(1) Create a .CSV file that includes all of the information above.

The CSV file is saved in the Github.

(2) Read the information from your .CSV file into R, and use tidyr and dplyr as needed to tidy and transform your data.

library(tidyr)
## Warning: package 'tidyr' was built under R version 3.2.5
library(dplyr)
## Warning: package 'dplyr' was built under R version 3.2.5
## 
## Attaching package: 'dplyr'
## The following objects are masked from 'package:stats':
## 
##     filter, lag
## The following objects are masked from 'package:base':
## 
##     intersect, setdiff, setequal, union
library(lattice)
## Warning: package 'lattice' was built under R version 3.2.5
require(knitr)
## Loading required package: knitr
## Warning: package 'knitr' was built under R version 3.2.5
wage<- read.csv("https://raw.githubusercontent.com/xkong100/IS607/master/Project2/Wages1.csv", stringsAsFactors = FALSE, check.names = FALSE, na.strings = c("", "NA"))
kable(head(wage))
exper sex school wage
1 9 female 13 6.315296
2 12 female 12 5.479770
3 11 female 11 3.642170
4 9 female 14 4.593337
5 8 female 14 2.418157
6 9 female 14 2.094058

To find the wages of different genders whose experince is 10 years and the education year is 14, we need to organize our data.

wage <- data.frame(wage)
wage1 <- wage %>% spread (sex, wage)
wage1$female[is.na(wage1$female)] <-0
wage1$male[is.na(wage1$male)] <- 0
wage2 <- wage1 %>% filter(exper == 10)
wage3 <- wage2 %>% filter (school == 14)
wage4 <- wage3 %>% arrange(exper)
colnames(wage4)[1]="Worker_id"
kable(head(wage4))
Worker_id exper school female male
11 10 14 6.736894 0
26 10 14 11.330230 0
31 10 14 4.287114 0
321 10 14 5.756982 0
572 10 14 9.834421 0
575 10 14 15.127389 0

After we organize our data, we can use ‘summarise’ to analyze the data.

wage4 %>% summarise (Mean_femalewage_10yrs = mean(female), max_femalewage_10yrs = max(female), mean_malewage_10yrs= mean(male), max_malewage_10yrs=max(male))
##   Mean_femalewage_10yrs max_femalewage_10yrs mean_malewage_10yrs
## 1               3.79048             15.12739            3.283094
##   max_malewage_10yrs
## 1           16.65645

When we control the experience year is 10 years and education is 14 years, Female’s mean wage is higher than male’s wage

We also want to find out if the education will affect wage rate.
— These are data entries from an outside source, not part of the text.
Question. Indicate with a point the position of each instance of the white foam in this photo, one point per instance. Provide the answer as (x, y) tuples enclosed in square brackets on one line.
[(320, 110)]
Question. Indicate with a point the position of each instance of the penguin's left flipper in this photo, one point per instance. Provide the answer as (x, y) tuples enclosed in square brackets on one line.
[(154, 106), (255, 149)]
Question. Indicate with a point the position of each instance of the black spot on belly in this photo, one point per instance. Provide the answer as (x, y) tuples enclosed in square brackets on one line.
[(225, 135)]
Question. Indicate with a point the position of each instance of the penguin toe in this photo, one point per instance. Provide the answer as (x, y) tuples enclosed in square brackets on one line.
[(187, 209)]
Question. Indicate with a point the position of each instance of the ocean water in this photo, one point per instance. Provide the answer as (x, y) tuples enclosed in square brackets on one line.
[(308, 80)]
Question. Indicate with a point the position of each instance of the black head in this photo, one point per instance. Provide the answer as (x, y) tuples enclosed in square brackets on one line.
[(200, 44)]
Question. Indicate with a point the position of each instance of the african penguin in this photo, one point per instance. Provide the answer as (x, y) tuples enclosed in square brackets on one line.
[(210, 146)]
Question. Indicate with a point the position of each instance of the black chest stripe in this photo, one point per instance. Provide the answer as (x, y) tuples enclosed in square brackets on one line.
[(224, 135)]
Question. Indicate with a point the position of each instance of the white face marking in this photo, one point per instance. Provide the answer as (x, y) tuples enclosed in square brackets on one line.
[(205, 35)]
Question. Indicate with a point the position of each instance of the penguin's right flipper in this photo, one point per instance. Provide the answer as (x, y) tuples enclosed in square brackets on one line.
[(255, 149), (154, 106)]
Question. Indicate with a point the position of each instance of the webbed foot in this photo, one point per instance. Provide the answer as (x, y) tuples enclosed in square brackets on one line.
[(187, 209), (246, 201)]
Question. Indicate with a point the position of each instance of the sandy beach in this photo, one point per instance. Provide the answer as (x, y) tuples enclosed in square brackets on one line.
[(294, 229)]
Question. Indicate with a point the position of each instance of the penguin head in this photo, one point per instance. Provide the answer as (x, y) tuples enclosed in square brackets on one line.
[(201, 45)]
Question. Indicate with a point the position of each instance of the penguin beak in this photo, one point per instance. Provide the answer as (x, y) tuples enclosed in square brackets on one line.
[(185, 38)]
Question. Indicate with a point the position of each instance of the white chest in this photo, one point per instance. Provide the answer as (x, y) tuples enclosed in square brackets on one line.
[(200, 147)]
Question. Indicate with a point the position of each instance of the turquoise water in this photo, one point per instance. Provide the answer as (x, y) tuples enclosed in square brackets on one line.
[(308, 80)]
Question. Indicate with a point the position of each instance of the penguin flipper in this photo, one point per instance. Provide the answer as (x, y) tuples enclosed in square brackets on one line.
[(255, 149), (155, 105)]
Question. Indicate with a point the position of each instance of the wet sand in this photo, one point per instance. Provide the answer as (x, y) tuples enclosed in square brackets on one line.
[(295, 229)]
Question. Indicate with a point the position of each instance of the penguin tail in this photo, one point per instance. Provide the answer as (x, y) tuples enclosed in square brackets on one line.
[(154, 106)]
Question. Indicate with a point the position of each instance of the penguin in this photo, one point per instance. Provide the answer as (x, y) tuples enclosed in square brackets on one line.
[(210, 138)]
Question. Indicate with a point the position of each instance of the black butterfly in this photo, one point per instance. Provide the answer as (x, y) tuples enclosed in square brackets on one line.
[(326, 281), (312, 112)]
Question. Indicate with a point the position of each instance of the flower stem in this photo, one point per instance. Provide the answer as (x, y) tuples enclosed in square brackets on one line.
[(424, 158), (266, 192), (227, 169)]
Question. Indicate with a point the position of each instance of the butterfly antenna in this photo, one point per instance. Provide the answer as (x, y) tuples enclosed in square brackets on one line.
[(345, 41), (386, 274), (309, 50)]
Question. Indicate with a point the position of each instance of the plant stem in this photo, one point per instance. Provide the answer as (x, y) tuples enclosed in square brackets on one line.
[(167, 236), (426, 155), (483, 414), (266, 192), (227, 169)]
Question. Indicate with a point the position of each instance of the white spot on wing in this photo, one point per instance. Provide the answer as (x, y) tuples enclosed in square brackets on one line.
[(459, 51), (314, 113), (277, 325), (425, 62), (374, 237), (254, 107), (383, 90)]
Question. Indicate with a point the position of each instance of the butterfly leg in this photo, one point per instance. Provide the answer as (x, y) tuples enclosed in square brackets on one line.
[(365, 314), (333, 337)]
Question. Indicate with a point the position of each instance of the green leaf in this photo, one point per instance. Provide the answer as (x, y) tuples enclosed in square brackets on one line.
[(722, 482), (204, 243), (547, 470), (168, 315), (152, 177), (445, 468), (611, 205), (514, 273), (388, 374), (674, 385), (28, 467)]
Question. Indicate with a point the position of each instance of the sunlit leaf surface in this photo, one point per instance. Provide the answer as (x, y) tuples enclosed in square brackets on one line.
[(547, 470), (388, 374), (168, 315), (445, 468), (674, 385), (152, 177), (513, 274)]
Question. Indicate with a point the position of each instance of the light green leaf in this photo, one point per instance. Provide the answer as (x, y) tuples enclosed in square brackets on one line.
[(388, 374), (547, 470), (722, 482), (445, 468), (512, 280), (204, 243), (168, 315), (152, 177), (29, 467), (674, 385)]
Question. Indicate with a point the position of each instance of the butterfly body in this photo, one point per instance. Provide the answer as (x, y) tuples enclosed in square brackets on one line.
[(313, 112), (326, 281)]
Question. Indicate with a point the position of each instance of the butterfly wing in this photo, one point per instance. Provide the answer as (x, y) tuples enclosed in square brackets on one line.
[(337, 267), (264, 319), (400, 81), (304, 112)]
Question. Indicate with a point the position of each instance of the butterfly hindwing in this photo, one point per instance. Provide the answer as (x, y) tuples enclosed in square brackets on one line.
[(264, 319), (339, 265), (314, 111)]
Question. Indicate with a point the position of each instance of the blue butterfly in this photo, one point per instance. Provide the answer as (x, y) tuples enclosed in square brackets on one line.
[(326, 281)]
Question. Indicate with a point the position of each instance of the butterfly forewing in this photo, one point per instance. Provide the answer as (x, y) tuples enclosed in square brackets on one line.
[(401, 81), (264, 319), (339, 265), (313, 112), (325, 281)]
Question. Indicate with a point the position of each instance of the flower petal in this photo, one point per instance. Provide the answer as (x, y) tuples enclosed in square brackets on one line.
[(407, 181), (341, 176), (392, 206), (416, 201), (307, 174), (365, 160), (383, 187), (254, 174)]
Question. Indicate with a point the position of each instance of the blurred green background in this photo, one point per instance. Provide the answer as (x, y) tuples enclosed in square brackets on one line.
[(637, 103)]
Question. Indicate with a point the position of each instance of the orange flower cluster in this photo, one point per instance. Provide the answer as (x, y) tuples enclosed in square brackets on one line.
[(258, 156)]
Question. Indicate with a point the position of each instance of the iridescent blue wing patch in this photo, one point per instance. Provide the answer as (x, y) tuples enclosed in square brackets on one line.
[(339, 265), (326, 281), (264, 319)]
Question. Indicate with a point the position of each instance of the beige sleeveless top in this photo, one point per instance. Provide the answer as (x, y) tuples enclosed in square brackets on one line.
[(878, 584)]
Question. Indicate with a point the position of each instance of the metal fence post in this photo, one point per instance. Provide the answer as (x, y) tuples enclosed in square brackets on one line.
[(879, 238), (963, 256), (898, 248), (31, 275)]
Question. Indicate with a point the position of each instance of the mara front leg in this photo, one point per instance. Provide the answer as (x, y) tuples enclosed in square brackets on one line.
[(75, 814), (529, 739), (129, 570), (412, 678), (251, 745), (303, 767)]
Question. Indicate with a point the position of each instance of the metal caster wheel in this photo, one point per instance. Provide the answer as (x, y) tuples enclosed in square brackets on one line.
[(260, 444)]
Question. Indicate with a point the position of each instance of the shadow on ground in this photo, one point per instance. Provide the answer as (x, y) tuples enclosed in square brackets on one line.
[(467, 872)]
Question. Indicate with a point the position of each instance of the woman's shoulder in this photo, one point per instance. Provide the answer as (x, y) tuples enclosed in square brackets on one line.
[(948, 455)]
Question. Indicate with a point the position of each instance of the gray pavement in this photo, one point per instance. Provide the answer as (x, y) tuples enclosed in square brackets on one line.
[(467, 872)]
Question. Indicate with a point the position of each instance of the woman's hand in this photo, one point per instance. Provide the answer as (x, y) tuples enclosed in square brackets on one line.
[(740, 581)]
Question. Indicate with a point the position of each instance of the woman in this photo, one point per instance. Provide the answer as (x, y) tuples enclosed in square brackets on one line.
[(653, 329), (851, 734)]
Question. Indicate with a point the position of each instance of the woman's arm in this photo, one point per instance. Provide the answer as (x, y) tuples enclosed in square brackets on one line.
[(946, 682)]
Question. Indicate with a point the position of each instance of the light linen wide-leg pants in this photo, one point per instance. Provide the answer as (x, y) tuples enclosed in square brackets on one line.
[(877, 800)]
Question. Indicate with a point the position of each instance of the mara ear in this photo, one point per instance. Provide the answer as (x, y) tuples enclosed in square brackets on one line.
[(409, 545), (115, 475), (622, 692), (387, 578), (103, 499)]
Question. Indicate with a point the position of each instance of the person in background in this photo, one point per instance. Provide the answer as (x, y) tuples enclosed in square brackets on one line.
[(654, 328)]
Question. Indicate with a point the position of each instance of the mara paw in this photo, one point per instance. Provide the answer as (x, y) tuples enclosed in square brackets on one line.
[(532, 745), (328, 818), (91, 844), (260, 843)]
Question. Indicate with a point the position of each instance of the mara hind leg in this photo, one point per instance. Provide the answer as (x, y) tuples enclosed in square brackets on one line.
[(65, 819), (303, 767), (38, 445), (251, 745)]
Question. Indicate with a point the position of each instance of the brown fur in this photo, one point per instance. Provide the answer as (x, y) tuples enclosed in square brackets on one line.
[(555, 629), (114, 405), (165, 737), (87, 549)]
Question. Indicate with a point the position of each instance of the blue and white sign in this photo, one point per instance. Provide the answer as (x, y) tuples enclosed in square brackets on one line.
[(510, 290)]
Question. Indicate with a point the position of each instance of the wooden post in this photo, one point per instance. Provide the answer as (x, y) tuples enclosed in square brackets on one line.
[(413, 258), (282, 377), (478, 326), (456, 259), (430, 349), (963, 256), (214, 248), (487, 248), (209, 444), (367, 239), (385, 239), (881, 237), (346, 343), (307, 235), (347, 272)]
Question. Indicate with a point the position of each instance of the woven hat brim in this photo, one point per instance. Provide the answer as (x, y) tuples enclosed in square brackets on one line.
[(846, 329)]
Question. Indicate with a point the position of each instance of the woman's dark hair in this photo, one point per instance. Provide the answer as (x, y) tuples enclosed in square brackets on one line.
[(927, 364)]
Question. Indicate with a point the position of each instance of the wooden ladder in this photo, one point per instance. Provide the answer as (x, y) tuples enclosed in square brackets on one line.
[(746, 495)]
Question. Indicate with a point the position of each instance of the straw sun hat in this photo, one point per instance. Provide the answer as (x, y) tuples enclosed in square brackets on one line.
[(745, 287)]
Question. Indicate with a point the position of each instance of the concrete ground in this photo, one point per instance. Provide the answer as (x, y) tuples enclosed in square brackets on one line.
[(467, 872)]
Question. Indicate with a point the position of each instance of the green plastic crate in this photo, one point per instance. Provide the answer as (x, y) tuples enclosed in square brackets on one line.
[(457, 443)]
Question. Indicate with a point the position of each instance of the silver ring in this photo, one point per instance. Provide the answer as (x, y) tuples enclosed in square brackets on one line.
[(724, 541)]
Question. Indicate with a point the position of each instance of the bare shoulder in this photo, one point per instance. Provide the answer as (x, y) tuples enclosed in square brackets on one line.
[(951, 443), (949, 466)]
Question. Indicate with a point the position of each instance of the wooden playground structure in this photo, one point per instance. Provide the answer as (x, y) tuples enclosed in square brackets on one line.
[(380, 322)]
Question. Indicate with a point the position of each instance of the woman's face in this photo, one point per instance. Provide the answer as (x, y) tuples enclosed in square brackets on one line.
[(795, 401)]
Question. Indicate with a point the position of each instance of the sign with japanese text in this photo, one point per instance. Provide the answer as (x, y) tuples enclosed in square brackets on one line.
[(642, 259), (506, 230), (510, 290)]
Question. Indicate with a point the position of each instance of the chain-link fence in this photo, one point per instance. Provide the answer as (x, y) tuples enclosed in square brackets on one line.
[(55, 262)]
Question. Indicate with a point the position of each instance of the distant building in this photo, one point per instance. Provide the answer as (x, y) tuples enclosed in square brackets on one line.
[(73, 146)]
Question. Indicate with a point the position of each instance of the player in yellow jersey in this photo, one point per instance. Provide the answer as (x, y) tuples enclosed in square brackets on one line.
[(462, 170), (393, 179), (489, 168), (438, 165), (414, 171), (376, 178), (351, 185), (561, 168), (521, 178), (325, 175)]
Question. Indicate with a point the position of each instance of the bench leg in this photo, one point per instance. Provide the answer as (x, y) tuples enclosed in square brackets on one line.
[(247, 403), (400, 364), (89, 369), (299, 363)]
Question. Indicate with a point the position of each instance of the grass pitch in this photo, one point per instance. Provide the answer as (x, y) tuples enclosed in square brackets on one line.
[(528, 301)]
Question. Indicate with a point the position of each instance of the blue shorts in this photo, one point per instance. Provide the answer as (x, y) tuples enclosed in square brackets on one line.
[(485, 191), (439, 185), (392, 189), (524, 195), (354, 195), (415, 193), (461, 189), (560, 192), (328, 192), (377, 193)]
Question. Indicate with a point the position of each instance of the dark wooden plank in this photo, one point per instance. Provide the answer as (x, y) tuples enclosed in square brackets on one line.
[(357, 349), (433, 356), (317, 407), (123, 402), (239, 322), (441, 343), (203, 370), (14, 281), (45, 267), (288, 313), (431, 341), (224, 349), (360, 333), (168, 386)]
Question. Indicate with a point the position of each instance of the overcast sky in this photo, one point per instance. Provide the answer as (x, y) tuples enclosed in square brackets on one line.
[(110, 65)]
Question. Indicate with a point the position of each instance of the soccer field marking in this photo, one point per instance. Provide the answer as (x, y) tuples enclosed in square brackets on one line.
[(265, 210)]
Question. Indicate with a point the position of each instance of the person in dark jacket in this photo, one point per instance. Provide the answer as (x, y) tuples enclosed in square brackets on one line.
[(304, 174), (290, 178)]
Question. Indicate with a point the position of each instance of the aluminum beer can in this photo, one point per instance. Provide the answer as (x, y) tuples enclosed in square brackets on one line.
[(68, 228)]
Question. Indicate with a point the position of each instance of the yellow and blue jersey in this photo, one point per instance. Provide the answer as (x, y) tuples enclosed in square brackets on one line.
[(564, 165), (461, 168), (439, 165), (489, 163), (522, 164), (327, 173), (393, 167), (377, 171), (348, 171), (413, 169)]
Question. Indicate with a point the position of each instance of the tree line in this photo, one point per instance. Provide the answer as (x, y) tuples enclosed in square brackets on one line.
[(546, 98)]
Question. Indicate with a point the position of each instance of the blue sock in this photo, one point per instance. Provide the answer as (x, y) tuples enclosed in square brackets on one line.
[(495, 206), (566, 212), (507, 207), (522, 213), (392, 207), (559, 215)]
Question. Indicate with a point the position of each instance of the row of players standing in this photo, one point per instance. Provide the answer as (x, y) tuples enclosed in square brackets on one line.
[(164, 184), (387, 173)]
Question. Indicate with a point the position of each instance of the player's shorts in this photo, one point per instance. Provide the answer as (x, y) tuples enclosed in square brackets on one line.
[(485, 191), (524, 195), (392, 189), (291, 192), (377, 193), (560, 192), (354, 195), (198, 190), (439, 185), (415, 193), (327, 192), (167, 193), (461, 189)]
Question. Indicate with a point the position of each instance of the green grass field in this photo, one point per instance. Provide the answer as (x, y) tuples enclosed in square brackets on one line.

We’ll set experience year=10 years.

wage5 <- wage %>% filter(exper == 10)
wage6 <- wage5 %>% arrange(school)
kable(head(wage6))
Var.1 exper sex school wage
495 10 female 5 0.6031654
2122 10 male 7 4.0355397
3038 10 male 7 1.9324717
3058 10 male 7 3.8663337
3200 10 male 7 3.2663727
434 10 female 8 6.1480953
xyplot(wage6$school ~ wage6$wage, data = wage6,
  xlab = "Education years log scale",
  ylab = "Wage log scale",
  main = "Education and wage"
)

Clearly, by looking at the xy-plot, we find that there is a positive relationship between education and wage. When worker have more years in shcool, the wage tends to be higher.